In October 2020, the Royal Commission delivered a special report on COVID-19 in aged care and made the following recommendations to better prepare the aged care sector, its staff and people accessing services, for any future outbreaks:

  • funding aged care providers to ensure there is adequate staff to deal with external visitors and enable more meaningful visits to residential aged care homes
  • creating new Medicare Benefits Schedule (MBS) items to increase the provision of allied health and mental health services for people in residential aged care homes
  • publishing a national aged care plan for COVID-19 and establishing a national aged care advisory body
  • requiring aged care providers to appoint infection control officers and arrange for the deployment of accredited infection prevention and control experts (Royal Commission 2020).

The Australian Government accepted these recommendations with actions underway to address these recommendations (Department of Health 2020).

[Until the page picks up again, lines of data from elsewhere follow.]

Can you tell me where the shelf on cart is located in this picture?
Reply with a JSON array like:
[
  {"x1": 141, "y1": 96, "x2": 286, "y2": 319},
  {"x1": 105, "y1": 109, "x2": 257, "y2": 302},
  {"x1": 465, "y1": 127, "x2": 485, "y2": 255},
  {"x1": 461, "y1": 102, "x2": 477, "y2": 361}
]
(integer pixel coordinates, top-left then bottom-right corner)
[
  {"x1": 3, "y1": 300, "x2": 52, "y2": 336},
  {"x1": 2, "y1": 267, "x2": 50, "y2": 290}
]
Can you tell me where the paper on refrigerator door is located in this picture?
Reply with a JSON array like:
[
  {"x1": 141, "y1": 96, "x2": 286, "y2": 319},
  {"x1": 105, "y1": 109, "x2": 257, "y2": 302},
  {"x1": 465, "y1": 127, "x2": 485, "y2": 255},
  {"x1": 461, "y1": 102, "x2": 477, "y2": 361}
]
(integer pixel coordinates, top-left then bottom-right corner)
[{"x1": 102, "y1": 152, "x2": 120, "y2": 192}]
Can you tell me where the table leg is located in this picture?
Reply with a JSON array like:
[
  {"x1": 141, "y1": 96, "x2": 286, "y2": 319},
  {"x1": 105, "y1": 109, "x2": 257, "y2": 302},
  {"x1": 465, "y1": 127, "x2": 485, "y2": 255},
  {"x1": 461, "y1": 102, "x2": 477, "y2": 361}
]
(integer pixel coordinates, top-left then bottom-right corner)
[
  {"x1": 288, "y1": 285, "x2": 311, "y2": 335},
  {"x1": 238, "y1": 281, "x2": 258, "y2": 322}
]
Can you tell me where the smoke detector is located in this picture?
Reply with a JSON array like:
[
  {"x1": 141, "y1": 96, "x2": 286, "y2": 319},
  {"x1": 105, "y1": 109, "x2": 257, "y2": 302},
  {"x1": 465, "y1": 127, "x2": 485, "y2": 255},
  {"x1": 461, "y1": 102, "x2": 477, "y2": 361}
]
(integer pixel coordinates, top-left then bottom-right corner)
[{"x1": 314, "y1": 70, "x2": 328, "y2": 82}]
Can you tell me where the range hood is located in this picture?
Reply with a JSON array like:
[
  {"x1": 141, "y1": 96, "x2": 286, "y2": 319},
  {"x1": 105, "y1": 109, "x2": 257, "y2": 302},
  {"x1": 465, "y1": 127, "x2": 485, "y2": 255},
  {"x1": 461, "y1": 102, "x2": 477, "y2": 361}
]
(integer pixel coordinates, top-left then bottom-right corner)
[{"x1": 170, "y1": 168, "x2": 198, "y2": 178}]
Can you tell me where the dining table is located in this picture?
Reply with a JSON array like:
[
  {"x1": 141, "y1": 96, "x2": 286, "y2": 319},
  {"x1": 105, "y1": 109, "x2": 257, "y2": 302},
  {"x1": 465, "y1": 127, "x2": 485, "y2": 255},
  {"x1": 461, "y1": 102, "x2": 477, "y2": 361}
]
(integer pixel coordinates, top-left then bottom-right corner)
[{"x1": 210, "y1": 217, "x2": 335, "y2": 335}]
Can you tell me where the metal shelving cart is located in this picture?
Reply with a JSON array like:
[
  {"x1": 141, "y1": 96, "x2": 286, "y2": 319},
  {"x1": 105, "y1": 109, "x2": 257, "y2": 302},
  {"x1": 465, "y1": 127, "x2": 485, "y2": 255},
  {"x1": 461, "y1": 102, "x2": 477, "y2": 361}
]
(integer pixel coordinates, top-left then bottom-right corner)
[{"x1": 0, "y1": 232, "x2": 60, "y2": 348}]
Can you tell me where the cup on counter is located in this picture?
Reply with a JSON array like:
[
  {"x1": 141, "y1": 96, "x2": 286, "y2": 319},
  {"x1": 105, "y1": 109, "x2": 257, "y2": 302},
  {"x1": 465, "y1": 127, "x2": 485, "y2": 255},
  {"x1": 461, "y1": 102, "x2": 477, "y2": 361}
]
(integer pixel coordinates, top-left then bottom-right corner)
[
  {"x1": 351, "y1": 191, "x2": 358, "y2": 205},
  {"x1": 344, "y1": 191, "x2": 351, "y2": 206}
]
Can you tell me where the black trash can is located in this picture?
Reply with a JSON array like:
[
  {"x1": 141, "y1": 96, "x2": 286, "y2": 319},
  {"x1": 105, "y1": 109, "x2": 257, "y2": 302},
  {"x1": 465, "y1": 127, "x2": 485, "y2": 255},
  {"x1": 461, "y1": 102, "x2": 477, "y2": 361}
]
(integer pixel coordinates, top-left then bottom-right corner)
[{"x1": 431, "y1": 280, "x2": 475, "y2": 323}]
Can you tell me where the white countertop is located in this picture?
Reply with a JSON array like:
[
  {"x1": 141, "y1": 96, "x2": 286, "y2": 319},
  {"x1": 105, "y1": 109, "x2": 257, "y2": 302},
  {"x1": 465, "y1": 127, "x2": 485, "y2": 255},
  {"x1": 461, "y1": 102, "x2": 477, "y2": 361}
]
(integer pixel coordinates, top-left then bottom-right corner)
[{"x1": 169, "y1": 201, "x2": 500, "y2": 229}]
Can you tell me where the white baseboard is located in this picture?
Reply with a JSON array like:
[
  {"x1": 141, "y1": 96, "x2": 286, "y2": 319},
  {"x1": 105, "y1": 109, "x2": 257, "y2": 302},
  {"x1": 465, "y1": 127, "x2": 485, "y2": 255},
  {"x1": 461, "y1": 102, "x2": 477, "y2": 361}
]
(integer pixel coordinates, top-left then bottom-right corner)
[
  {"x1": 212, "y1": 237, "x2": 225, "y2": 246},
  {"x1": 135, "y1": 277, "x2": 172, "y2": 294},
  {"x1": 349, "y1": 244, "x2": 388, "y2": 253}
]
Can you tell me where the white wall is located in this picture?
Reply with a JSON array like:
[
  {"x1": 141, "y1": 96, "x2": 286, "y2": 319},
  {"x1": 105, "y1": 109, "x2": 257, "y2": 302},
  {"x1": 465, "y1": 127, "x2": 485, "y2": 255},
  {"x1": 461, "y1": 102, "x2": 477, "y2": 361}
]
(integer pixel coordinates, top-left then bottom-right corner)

The Australian Government has also introduced a number of measures to assist in improving COVID-19 vaccination uptake and delivery among people living in residential aged care and aged care staff. This includes vaccination reporting requirements for residential and in-home aged care providers, as well as funding grants to support residential aged care employee vaccinations (Aged Care Quality and Safety Commission 2021).

As of 17 August 2021, 73% of Australians aged 50 and over and 84% aged 70 and over, had received the first dose of the COVID-19 vaccine. Around 40% aged 50 and over and 54% aged 70 and over, had received their second dose and were considered fully vaccinated (Department of Health 2021b).